The GEAC functions under the Ministry of Environment, Forest and Climate Change (MoEF&CC) and has been tasked with the appraisal of proposals relating to the “release” of GM organisms and products (ordinarily considered hazardous) into the environment.
A bench of Justices BV Nagarathna and Sanjay Karol asked Attorney General R Venkataramani whether the GEAC considered the TEC reports before the October 25, 2022 decision to approve the environmental release of transgenic mustard hybrid DMH-11.
The top court is hearing separate pleas by an activist and an NGO for a moratorium on the release of any genetically modified organisms (GMOs) into the environment.
According to PTI, the petitions contend that the release must happen only after a comprehensive, transparent and rigorous biosafety protocol is in the public domain, conducted by agencies of independent expert bodies, with its results being made public.
The Centre is also seeking withdrawal of an oral undertaking given in November 2022 by its law officer about not pressing ahead with commercial cultivation of GM mustard.

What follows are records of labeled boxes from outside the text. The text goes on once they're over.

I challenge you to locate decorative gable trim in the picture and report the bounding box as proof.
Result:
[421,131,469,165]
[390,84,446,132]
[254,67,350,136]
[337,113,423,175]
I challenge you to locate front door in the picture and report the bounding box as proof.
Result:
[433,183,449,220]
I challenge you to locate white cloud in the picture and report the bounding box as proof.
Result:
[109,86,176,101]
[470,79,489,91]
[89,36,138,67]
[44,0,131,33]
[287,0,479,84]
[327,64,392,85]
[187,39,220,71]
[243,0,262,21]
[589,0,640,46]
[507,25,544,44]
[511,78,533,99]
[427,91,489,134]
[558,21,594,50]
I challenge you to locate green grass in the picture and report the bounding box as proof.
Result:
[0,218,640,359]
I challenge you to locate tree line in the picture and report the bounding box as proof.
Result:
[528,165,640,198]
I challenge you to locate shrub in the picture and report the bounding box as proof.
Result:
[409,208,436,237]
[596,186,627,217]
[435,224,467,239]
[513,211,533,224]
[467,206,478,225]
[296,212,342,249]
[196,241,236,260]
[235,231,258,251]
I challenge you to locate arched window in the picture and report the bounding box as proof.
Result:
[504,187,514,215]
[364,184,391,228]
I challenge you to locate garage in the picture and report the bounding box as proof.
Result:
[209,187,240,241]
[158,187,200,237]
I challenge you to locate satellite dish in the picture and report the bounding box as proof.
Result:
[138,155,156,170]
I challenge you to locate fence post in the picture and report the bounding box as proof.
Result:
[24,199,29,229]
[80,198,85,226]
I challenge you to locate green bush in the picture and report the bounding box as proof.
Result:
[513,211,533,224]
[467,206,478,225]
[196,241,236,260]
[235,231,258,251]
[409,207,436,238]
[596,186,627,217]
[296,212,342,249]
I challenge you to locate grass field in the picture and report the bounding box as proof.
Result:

On November 3, 2022, the top court ordered for status quo on the GEAC’s previous decision to approve GM mustard for commercial cultivation, raising concerns about the risk factors.
At a meeting on October 18, 2022, the GEAC had recommended the “environmental release” of the transgenic hybrid mustard DMH-11 for seed production and conducting field demonstration studies on its effects, if any, on honey bees and other pollinating insects.
The transgenic mustard hybrid DMH-11 has been developed by the Centre for Genetic Manipulation of Crop Plants (CGMCP) at Delhi University.
Hybridisation involves crossing two genetically dissimilar plant varieties that can even be from the same species. The first-generation (F1) offspring from such crosses tend to have higher yields than what either parent can individually give.
Such hybridisation isn’t easy in mustard, as its flowers have both female (pistil) and male (stamen) reproductive organs, making the plants largely self-pollinating. Since the eggs of one plant cannot be fertilised by the pollen grains from another, it limits the scope for developing hybrids — unlike in cotton, maize or tomato, where this can be done through simple emasculation or physical removal of anthers.
By genetic modification (GM). Scientists at Delhi University’s Centre for Genetic Manipulation of Crop Plants (CGMCP) have developed the hybrid mustard DMH-11 containing two alien genes isolated from a soil bacterium called Bacillus amyloliquefaciens.
The first gene (‘barnase’) codes for a protein that impairs pollen production and renders the plant into which it is incorporated male-sterile. This plant is then crossed with a fertile parental line containing, in turn, the second ‘barstar’ gene that blocks the action of the barnase gene. The resultant F1 progeny is both high-yielding and also capable of producing seed/ grain, thanks to the barstar gene in the second fertile line.
The CGMCP scientists have deployed the barnase-barstar GM technology to create what they say is a robust and viable hybridisation system in mustard. This system was used to develop DMH-11 by crossing a popular Indian mustard variety ‘Varuna’ (the barnase line) with an East European ‘Early Heera-2’ mutant (barstar). DMH-11 is claimed to have shown an average 28% yield increase over Varuna in contained field trials carried out by the Indian Council of Agricultural Research (ICAR).